When banks led by Morgan Stanley agreed to assist finance Elon Musk’s purchase of Twitter Inc. in April, they were eager to support a significant customer, the world’s richest person. Neither Musk nor the banks have an apparent route out of this.
Lenders such as Bank of America Corp., Barclays Plc, and Mitsubishi UFJ Financial Group Inc. have agreed to provide $13 billion in debt financing for the transaction. According to Bloomberg calculations, their losses would be $500 million or more if the debt were sold now. According to public records and lawyers who have reviewed them, they committed to fund the purchase whether or not they were able to unload the debt to outside investors.
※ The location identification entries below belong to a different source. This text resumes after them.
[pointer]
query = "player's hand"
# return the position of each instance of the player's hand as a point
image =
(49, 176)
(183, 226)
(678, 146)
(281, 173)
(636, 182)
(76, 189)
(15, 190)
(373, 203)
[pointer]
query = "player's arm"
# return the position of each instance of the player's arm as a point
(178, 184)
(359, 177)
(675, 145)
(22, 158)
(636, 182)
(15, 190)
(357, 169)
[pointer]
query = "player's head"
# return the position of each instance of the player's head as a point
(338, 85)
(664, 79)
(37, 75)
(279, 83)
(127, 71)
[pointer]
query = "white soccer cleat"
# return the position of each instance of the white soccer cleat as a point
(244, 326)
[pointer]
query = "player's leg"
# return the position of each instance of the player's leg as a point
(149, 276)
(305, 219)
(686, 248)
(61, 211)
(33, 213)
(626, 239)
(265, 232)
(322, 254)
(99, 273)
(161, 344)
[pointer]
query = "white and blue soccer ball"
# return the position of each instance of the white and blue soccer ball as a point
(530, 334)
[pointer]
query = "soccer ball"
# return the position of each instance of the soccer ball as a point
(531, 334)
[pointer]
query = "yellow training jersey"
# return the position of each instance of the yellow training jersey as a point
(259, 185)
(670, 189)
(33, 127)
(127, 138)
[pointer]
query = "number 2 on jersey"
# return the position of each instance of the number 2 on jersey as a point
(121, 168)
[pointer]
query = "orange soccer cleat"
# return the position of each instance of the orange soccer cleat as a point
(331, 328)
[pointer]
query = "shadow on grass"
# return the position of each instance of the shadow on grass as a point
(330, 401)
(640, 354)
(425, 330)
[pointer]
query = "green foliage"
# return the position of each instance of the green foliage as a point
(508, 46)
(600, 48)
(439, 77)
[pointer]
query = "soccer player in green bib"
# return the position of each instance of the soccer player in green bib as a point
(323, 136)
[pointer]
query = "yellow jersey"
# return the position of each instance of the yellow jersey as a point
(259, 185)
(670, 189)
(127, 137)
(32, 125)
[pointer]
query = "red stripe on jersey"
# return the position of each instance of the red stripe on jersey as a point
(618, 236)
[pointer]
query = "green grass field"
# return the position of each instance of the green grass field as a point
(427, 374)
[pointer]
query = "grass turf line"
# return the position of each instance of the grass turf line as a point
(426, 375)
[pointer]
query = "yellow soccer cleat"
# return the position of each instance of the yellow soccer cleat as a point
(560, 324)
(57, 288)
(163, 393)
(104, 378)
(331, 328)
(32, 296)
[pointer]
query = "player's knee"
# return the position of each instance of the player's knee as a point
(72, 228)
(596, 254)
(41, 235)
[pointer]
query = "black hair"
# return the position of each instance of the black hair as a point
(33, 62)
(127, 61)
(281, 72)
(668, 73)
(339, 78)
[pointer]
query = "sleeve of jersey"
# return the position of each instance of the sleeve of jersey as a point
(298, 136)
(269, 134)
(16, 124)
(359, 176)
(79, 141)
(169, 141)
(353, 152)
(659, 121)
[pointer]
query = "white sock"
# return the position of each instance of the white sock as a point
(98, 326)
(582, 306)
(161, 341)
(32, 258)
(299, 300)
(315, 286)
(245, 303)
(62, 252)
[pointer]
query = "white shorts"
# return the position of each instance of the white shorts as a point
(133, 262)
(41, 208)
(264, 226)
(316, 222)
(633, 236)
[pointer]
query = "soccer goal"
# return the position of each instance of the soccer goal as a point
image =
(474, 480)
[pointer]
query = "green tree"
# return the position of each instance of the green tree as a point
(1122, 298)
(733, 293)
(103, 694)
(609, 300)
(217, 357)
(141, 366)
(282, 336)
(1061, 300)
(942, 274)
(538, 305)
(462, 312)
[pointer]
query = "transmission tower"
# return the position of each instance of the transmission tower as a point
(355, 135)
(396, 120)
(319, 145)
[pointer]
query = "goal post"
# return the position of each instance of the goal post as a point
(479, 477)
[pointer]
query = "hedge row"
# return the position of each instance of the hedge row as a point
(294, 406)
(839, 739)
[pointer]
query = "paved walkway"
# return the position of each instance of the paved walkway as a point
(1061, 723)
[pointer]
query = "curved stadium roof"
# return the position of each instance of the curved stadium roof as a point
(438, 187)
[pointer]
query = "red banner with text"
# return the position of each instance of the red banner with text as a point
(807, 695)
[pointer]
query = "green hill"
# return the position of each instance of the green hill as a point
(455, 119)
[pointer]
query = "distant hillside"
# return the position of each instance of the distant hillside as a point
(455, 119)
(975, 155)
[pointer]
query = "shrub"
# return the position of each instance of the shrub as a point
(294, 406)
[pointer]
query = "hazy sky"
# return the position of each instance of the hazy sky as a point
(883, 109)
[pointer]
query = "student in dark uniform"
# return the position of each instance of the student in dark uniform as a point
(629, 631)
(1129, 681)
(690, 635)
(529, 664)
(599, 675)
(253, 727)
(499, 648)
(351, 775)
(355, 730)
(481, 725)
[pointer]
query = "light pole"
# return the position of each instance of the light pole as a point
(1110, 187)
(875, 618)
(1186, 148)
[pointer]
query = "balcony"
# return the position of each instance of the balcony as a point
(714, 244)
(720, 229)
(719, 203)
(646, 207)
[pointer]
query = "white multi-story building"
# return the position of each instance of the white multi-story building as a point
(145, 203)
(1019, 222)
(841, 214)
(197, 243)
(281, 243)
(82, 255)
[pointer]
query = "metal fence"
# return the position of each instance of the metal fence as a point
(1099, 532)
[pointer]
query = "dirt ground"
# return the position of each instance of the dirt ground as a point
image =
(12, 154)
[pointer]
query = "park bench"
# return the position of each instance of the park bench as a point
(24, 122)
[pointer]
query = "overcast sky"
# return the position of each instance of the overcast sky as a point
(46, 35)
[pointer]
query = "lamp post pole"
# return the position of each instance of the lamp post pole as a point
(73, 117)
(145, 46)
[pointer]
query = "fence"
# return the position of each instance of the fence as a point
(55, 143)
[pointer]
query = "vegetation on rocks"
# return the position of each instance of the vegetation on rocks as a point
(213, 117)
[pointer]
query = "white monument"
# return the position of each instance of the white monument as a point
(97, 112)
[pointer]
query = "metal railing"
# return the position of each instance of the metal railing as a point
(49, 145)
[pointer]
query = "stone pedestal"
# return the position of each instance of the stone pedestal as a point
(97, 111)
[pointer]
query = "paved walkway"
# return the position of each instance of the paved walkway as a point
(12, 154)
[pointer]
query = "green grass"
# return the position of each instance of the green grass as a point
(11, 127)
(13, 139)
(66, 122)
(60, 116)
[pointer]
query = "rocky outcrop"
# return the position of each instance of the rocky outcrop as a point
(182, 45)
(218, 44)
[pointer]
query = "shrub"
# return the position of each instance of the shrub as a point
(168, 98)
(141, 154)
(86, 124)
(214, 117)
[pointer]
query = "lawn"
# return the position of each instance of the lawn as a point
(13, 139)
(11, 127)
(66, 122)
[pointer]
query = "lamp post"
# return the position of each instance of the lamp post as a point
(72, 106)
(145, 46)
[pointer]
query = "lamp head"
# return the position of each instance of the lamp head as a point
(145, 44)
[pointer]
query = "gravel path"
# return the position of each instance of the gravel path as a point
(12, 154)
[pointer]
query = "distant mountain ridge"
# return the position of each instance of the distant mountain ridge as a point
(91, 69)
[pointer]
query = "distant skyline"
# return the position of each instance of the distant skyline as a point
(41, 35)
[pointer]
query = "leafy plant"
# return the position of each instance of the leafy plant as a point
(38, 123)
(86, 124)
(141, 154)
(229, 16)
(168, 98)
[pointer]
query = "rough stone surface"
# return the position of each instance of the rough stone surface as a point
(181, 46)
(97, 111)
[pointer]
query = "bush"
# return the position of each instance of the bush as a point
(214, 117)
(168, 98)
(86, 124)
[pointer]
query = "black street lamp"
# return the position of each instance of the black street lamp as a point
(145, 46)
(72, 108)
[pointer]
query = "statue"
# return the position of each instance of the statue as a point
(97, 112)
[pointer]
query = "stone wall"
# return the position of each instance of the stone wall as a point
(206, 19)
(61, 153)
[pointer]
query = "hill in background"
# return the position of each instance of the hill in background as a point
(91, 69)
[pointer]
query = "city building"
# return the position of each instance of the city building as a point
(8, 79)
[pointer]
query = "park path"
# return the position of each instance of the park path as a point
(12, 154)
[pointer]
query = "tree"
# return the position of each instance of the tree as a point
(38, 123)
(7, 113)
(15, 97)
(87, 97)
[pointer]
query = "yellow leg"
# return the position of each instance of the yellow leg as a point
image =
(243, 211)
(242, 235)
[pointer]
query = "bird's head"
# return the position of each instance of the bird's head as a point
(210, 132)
Since April, junk bond and leveraged loan yields have risen, implying that banks will lose money by agreeing to offer funding at lower levels than the market will take currently. Any pain felt by banks as a result of this transaction comes on top of billions of dollars in writedowns and losses this year as central banks around the world began raising interest rates to combat inflation.
Even if the banks could find buyers for Twitter debt in the market right now, which is far from probable, selling bonds and loans connected to the deal would most likely be impossible before the purchase is completed.
According to Deutsche Bank AG estimates, banks have a pipeline of roughly $50 billion in debt financings pledged to supply in the next months. While banks would normally sell bonds and loans to fund those transactions, investors are less inclined to buy today than they were at the start of the year, and discharging this debt will be difficult.
As a result, banks are being forced to provide their own financing on a number of transactions, putting a burden on their profitability and capital requirements. According to Bloomberg, lenders such as Bank of America and Barclays expect to have to provide $8.35 billion in loans for Nielsen Holdings’ leveraged takeover next week.
Morgan Stanley, Bank of America, Barclays, MUFG, and Twitter declined to comment. Musk’s spokesperson did not immediately respond to a request for comment.
Is there an exit?
Banks may not be able to withdraw from the Twitter arrangement, but Musk has been attempting to do so. On Thursday, Twitter stated that it is skeptical of the billionaire’s claims to complete the acquisition. A banker involved in the debt financing testified earlier Thursday that Musk had failed to send them a borrowing notice and had otherwise not signaled to them that he intended to conclude the deal, according to the company.
The absence of a borrowing notice isn’t always a concern. According to David Wicklund, a lawyer at Vinson & Elkins who concentrates on the complex acquisition and leveraged financings, that document usually occurs near the end of the process of closing on a purchase. It is frequently sent to banks two or three days before closing, making it one of the last items completed.
However, the period leading up to the conclusion of a large acquisition is often marked by a deluge of documentation that must be handled by both parties. Wicklund estimates that 50 to 80 documents will be discussed.
A Delaware court warned on Thursday that if the transaction is not completed by October 28, she will reschedule the Twitter-Musk dispute for November. That deadline is based on a document from Musk’s team, which stated that the banks needed until then to secure debt money.
Musk announced on Twitter on Monday that he will proceed with his acquisition “pending receipt of the proceeds of the debt financing.” This gave the impression that there was some concern about whether the banks would supply the promised finance, which created a stumbling point in the company’s negotiations with the billionaire.
Musk’s team, though, stated in a court declaration on Thursday that counsel for the banks “has advised that each of their clients is prepared to honor its obligations.”
Junk Bonds and loans
Originally, the banking group planned to offer $6.5 billion in leveraged loans to investors, as well as $6 billion in junk bonds split evenly between secured and unsecured notes. They are also contributing $500 million in the form of a revolving credit facility, which they would normally retain themselves.
According to Bloomberg, of the more than $500 million in losses that banks are anticipated to have on Twitter debt, up to $400 million derives from the riskiest element, the unsecured bonds, which have a maximum interest rate for the firm of roughly 11.75%. The losses do not include the fees that the banks would normally gain on the transaction.
The remaining losses are anticipated based on where the maximum interest rates for the loan and secured bond would have been established when contrasted to the unsecured portion. The predicted loss could be higher or lower in the end.
The banking group is anticipated to hand Twitter the funds and become a lender to the soon-to-be heavily indebted social media powerhouse.
According to the debt commitment letter, Morgan Stanley would carry the most debt, totaling around $3.5 billion:
Banks will have to mark down the debt depending on where it would trade in the secondary market, which would almost certainly be at substantial discounts to face value, particularly for the riskiest components. BNP Paribas, Mizuho, and Societe Generale SA did not respond. The banks can then wait until market circumstances improve before attempting to sell the debt to investors at a later date, most likely at a discount to face value.